On pourrait dire que le film s’organise autour de deux figures géométriques : le cercle et la verticale. La figure circulaire s’impose en effet : l’action se déroule dans la petite ville de Rio Bravo aux limites bien précises (premier cercle principal) qui définissent un huis clos à venir. A l’intérieur de la ville, l’espace se resserre très vite autour de la prison (point central du second cercle) où sont enfermés le prisonnier, le sheriff et ses hommes. La situation est remarquablement paradoxale : Nathan Burdette est prisonnier du sheriff qui est lui-même encerclé par la bande de Joe Burdette. On retrouve bien l’image des deux cercles concentriques (on peut même ajouter les deux variantes de la prison : le saloon et l’hôtel). Cet « encerclement » des héros, sur lesquels plane la mort (cf. l’aria à la mort du siège d’Alamo, le De guello, que fait jouer Joe Burdette et qui signifie, sorte de pré- requiem, qu’il les considère comme morts), contribue à l’atmosphère confinée, pesante et étouffante du film. Pourtant, Hawks ménage un espace de respiration : la rue principale « rectiligne » qui traverse et relie les cercles entre eux et favorise les possibilités d’action.
Mais c’est, surtout, la ligne verticale qui définit le mieux le film comme l’illustre l’exemple suivant. Le film s’ouvre sur Rio Bravo de nuit que le saloon éclaire de ses lumières jaunes. Le regard caméra fixe le bas de la porte de l’établissement et une paire de bottes. Hésitation. Puis, le plan suivant montre l’homme aux bottes entrer dans le saloon. La caméra filme ensuite l’homme en entier : c’est Dude (Dean Martin), alcoolique, qui accepte de ramasser un dollar jeté dans un crachoir pour acheter de quoi boire. Un nouveau plan ramène notre regard à ras de terre sur le crachoir, les jambes et le plancher. Dude est donc associé, dès le préambule, à l’horizontalité. A la fin du film, en revanche, il est filmé debout et sobre, signe de sa dignité retrouvée et de son « ascension » morale : de l’agenouillement humiliant au sol à la fière position debout, tout le sens du film tient dans cette verticalité qui symbolise la volonté, le courage et la rigueur morale.
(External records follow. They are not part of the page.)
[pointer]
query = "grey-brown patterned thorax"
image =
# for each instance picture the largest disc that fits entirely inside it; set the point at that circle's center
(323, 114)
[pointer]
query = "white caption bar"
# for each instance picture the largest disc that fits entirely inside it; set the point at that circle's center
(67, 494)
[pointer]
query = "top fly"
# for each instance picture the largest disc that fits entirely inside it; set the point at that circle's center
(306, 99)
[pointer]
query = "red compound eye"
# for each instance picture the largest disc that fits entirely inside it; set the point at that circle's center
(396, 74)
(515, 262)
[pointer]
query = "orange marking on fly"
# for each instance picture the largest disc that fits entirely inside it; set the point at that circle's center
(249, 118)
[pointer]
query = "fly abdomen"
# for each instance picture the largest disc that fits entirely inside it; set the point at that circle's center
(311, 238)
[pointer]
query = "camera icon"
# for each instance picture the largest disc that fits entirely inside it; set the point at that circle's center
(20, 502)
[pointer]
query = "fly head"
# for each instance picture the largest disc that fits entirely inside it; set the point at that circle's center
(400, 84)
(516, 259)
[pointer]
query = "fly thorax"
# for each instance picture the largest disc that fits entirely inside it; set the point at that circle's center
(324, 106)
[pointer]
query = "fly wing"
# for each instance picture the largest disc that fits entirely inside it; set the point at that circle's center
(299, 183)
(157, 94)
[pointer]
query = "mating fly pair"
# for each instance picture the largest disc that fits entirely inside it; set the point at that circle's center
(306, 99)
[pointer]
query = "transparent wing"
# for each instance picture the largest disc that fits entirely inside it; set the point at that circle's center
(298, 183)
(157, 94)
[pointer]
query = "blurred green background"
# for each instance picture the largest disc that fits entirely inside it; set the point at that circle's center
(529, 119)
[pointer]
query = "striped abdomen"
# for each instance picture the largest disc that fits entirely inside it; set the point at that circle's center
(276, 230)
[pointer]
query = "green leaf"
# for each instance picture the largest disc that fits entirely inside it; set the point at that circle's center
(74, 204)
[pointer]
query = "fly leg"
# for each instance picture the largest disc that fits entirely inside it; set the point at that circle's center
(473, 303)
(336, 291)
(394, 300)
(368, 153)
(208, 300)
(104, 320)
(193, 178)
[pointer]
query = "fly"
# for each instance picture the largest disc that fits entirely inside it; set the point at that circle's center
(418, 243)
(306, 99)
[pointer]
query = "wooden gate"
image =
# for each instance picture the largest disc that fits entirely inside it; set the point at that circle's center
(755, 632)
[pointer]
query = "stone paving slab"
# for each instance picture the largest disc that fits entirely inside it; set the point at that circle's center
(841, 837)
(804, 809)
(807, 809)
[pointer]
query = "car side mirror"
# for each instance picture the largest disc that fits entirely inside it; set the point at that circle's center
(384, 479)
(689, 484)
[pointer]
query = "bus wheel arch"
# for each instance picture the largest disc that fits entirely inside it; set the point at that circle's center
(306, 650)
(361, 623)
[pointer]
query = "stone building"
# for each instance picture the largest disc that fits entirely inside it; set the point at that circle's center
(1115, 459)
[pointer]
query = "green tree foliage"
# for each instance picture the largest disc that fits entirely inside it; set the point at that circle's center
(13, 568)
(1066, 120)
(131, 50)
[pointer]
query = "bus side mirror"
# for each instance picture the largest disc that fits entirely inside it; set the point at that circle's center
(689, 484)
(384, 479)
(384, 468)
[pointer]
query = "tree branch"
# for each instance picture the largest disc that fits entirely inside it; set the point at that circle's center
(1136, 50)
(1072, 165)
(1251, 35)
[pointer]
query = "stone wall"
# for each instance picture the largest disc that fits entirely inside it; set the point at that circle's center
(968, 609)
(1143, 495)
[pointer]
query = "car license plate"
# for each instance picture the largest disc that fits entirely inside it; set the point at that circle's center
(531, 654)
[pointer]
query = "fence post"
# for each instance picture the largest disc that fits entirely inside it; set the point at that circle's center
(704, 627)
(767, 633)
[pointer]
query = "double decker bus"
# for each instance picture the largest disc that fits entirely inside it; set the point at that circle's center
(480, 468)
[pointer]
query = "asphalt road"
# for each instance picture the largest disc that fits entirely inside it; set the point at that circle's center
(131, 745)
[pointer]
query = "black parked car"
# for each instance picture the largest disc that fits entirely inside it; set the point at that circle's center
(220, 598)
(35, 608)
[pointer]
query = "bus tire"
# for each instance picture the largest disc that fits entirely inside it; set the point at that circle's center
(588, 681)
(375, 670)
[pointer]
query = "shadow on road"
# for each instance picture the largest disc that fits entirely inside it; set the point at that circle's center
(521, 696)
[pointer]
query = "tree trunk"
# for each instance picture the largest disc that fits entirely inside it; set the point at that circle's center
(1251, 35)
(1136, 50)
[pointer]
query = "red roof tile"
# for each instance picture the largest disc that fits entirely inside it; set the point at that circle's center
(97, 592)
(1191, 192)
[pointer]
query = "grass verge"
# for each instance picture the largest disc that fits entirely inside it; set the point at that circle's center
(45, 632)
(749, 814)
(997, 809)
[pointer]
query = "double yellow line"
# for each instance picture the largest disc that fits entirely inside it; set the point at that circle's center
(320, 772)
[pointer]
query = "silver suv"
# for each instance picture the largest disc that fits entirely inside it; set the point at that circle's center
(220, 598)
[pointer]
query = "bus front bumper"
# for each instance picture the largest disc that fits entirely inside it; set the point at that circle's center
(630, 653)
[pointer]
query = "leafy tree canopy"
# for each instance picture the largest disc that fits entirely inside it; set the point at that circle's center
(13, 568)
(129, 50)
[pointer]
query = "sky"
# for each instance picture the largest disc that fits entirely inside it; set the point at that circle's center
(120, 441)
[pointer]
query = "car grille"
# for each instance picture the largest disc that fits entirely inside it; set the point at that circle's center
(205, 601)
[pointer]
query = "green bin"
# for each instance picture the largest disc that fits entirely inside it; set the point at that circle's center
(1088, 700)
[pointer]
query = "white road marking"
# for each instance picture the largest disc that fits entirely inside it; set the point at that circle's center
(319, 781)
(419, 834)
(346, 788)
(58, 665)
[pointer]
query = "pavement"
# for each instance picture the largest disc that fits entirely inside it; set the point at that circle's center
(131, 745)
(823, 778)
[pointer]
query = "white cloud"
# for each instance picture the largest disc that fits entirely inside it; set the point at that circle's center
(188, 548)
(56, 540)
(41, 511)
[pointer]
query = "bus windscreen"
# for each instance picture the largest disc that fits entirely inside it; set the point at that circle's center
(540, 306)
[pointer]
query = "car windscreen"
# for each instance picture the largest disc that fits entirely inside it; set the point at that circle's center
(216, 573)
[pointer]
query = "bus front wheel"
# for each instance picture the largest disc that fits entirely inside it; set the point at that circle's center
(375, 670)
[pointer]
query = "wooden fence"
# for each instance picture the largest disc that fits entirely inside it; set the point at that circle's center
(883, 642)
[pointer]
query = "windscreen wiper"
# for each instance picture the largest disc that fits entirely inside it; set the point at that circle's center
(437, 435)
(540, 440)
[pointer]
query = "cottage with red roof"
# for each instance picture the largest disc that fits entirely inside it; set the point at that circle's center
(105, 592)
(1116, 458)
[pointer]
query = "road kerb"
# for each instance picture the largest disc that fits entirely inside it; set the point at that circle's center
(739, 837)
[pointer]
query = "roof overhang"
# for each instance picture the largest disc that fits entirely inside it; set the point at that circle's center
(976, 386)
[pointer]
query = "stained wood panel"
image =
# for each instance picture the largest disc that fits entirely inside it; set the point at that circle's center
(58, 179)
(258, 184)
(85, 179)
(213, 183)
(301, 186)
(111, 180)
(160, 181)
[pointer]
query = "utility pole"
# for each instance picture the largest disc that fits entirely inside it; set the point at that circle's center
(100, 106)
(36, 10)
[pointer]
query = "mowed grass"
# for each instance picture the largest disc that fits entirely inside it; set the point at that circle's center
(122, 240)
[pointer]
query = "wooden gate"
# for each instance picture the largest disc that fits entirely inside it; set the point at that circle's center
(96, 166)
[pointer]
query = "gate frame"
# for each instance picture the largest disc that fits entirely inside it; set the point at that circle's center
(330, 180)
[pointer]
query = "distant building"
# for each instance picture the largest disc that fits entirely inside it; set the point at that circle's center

C’est que le film s’attache à montrer des personnages. La preuve en est que Hawks efface quasiment de la ville – réduite à un simple schéma géométrique, à un pur décor – les habitants et tout ce qui évoque l’activité citadine pour éviter de distraire les spectateurs et consacre son film à la psychologie et aux rapports des cinq hommes et de la femme sur qui reposent toute l’action de « Rio Bravo ». Et ces personnages sont positifs et ne transigent pas sur les notions de justice, de dignité et de solidarité. Dude n’a pu être sauvé de la déchéance que par la présence active du sheriff John T. Chance (John Wayne) à l’assurance tranquille, aidé de Stumpy poussé par un sentiment de revanche rageur et de Colorado (Ricky Nelson) tireur d’élite et désinvolte, et entouré de deux femmes, aux destins contraires, dont l’une, Feathers (Angie Dickinson) arrive et entend se fixer durablement quand l’autre, Consuela, est contrainte de quitter la ville.
Un classique du western dont il faut souligner également tout l’humour, le charme et le talent du réalisateur (cf. le plan très technique de la goutte de sang dans le verre).